The typeface was created in created in partnership with Dalton Maag, a typeface design studio.

“When we approach a typeface, we always want to make sure that it’s purpose-built,” says Zeynep Akay, creative director at Dalton Maag. “Every creative brief is unique and Volvos was certainly very unique. 

Volvo calls it “Scandinavian design for your eyes in motion.”

“Every design choice, form, weight, proportion is made to help people read faster, understand better, and stay focused in the car,” says Pablo Bosch, font developer at Dalton Maag. 

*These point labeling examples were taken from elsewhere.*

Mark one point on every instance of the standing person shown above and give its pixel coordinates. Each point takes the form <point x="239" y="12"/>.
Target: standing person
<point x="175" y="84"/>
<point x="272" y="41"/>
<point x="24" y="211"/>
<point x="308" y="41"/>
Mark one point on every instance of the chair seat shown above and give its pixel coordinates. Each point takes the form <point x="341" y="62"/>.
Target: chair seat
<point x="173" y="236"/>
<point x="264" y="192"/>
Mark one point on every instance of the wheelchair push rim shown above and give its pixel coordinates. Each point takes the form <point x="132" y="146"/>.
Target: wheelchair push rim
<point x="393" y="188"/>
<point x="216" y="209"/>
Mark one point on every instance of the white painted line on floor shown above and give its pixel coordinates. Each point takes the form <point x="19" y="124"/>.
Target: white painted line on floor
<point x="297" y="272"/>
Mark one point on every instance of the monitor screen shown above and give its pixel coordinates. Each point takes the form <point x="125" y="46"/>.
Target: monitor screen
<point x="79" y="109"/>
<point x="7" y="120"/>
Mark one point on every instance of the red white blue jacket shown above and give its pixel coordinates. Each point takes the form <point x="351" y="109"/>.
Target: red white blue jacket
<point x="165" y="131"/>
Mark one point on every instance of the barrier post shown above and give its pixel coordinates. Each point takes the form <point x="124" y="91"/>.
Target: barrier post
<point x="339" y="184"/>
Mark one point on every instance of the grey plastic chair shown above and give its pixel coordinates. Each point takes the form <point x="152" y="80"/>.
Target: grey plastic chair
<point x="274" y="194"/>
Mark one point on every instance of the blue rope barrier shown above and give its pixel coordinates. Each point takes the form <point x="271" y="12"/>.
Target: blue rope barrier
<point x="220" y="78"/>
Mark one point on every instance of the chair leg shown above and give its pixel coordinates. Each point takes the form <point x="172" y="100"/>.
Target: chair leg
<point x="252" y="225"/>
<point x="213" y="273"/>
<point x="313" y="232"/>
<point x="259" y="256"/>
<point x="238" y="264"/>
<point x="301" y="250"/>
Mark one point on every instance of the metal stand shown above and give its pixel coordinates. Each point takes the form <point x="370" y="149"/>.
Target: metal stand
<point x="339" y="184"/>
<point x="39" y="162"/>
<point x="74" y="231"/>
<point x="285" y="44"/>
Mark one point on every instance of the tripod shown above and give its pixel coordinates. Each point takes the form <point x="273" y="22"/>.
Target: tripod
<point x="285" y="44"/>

Made to work across all platforms and driving conditions, the new typeface supports 35 languages -- including complex scripts such as Chinese, Arabic, Japanese, and Korean -- with optimized performance for both in-car interfaces and other applications.

“We knew it had to work in car, on the dashboard, in the UI UX environment, but it also had to speak loudly of Volvo's personality and brand visual identity,” Akay says. “We wanted it to be really easily readable and legible but also be unmistakably Volvo.”

Design has moved into a space where users are craving simplicity, Hall says. 

“We want to make sure we have the right choreography of elements timed perfectly, the size and scale of elements tuned well so that we're able to bring and prepare users, create that place of calm so that they can go out and drive in the complex world that we live in and do so safely,” Hall says.